Lord Sheikh: My Lords, I thank the noble Lord, Lord Dykes, for initiating this timely debate. I chair the Conservative Muslim Forum, and I am involved in interfaith dialogue promoting peace and harmony among different racial and religious groups. I am convinced that the majority of Israelis and Palestinians want a durable two-state solution. That being said, history has proven that Israelis and Palestinians, even when they are ready to negotiate directly, will need a credible third party to guide them through the process. Here, the role and full support of the President of United States will be essential. America remains the only power that is acceptable to both sides. I welcome the appointment of Tony Blair as the Middle East quartet’s new envoy. He is likely to obtain support from America and from other countries. He has the skills to engage with Hamas as he did with Sinn Fein.
The UK must continue to work closely with the quartet and with regional partners to negotiate, mediate, help strengthen Palestinian institutions and to improve security. We must offer President Abbas our full support in putting together a “moderate”

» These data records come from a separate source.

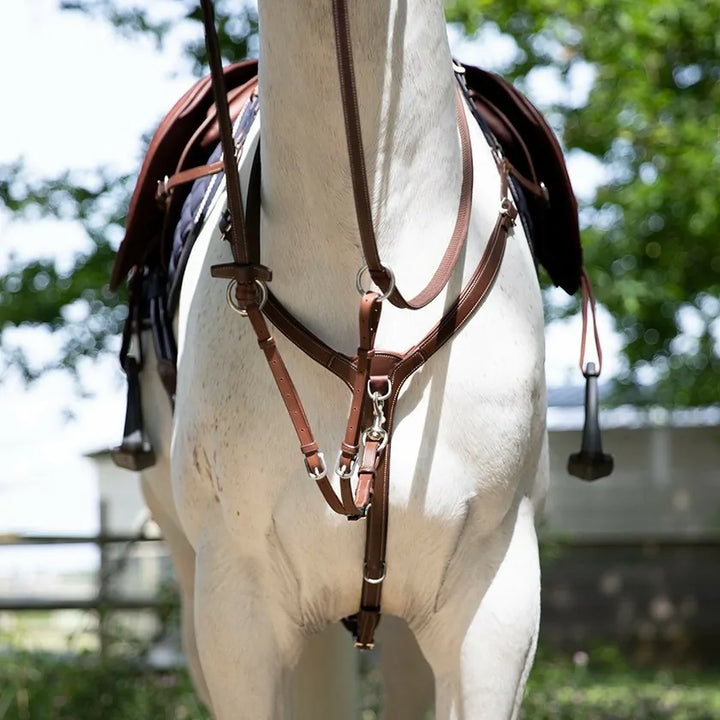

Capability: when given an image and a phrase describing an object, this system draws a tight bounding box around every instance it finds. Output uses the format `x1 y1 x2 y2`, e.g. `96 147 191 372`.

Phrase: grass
522 646 720 719
1 646 720 719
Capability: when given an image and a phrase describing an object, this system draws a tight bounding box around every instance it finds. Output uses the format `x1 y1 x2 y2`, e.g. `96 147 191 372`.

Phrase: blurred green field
2 647 720 719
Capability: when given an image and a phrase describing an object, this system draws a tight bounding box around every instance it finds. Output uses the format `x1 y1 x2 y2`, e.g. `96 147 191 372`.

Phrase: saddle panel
461 64 582 294
110 58 260 290
112 58 582 296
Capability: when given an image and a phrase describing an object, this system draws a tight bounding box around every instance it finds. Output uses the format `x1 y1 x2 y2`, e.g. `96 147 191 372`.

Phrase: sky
0 2 619 577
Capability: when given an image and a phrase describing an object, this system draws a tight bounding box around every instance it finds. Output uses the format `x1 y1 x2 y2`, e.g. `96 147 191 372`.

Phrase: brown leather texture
113 59 582 295
110 59 260 290
462 64 582 294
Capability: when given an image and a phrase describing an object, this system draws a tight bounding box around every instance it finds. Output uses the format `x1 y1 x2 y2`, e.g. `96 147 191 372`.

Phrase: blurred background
1 1 719 718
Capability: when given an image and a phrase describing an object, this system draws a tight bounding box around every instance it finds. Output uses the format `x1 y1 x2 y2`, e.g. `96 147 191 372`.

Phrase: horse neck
257 0 462 350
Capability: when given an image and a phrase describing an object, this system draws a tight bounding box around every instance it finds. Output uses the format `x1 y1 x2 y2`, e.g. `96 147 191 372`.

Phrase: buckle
304 452 328 481
335 453 358 480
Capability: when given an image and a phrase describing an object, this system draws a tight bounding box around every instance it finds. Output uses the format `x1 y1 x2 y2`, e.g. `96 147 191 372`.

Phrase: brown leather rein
198 0 516 649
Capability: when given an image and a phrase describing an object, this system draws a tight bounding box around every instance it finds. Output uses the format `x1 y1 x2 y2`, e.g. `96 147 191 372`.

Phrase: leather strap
579 268 603 376
331 0 474 311
198 0 515 651
200 0 248 267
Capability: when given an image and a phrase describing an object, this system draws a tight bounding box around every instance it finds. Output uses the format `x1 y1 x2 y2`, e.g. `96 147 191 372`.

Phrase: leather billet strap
332 0 474 311
200 0 271 291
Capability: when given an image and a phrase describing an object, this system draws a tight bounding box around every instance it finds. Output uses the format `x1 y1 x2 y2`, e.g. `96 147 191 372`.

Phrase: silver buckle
304 452 327 481
335 453 358 480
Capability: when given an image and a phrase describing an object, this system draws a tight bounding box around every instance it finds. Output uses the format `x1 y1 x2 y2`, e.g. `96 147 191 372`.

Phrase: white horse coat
140 1 548 718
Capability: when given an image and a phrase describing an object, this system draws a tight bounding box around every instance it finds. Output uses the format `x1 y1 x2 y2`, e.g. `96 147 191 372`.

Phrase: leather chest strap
332 0 474 311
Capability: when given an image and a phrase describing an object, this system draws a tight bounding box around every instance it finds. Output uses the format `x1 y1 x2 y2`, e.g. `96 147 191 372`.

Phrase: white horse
138 1 548 717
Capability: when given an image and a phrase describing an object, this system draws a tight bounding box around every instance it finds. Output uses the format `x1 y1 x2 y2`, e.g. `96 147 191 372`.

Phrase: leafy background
2 0 718 406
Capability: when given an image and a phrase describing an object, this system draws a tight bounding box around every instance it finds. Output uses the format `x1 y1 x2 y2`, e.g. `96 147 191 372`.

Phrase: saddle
110 58 582 296
111 43 609 652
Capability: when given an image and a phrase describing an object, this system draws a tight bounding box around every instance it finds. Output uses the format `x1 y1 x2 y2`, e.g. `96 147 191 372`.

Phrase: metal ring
367 378 392 402
355 264 396 301
361 427 389 453
226 279 268 317
363 562 386 585
304 452 327 481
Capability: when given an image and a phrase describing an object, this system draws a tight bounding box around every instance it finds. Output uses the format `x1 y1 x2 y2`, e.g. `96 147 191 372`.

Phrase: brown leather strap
200 0 250 269
337 293 383 514
244 304 350 516
353 374 395 649
579 268 603 376
156 160 225 208
332 0 474 311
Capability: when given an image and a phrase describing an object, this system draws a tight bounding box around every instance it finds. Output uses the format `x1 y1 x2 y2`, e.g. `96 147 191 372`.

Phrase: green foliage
0 653 210 720
2 648 720 719
447 0 720 405
0 163 130 379
3 1 718 406
523 647 720 718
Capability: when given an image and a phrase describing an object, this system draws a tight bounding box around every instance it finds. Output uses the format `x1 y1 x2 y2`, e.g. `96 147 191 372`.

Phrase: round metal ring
226 279 268 317
355 264 396 301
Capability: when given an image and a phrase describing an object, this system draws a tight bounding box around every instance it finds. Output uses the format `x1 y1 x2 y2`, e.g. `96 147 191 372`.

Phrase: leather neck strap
332 0 474 310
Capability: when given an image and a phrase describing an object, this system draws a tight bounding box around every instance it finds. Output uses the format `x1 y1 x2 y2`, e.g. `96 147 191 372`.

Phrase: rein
198 0 516 649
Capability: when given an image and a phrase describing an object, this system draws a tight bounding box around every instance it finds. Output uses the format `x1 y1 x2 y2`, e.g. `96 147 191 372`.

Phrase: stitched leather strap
331 0 474 310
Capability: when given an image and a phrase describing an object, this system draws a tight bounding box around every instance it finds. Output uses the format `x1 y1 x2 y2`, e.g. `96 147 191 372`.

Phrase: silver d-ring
226 279 268 317
363 562 386 585
355 264 396 301
367 378 392 402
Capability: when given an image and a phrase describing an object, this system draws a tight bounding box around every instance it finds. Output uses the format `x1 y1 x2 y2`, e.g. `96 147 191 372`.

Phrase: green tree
2 0 718 405
449 0 720 405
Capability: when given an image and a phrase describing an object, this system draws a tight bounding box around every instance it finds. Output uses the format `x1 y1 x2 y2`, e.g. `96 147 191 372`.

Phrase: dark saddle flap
462 63 582 294
111 59 260 290
112 58 582 295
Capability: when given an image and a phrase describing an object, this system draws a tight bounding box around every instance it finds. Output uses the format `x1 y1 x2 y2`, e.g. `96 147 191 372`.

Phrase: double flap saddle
111 58 583 296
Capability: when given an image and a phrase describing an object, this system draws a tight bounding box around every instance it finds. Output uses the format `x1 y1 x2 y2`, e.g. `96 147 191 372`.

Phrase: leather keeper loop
300 442 319 456
211 262 273 282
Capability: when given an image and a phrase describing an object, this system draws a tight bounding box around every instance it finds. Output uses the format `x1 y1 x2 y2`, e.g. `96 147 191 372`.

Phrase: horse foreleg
292 623 361 720
193 534 300 720
416 496 541 720
141 475 213 709
377 615 435 719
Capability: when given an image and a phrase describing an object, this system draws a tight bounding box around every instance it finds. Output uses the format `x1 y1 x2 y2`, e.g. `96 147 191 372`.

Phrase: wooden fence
0 502 169 656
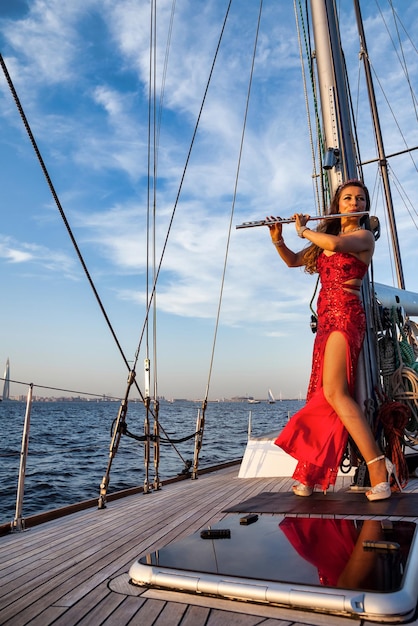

Government of national unity that is critical to taking forward the peace process. We have made it clear that we would be prepared to move forward on the quartet’s three principles: renunciation of violence, recognition of Israel, and acceptance of previous agreements and obligations. There are encouraging signs. At a summit in Sharm el-Sheikh, Ehud Olmert promised to release some $560 million in frozen tax revenues to the Palestinian Authority, to free some 250 Fatah prisoners from Israeli jails, to ease restrictions on the movement of Palestinians in the West Bank and to enhance Israeli trade with the Palestinians. Such actions are vital to the Palestinian people and will help to improve the humanitarian and economic situation, which is dire and critical. Greater freedom of movement would produce immediate and significant benefits. A lot of the violence is a result of frustrated Palestinians who are not able to obtain the basic necessities of life.
The peace process ought to be based and concluded on the basis of a two-state solution, and I believe that there is a glimmer of hope emerging for renewed engagement between Israel and the Palestinians.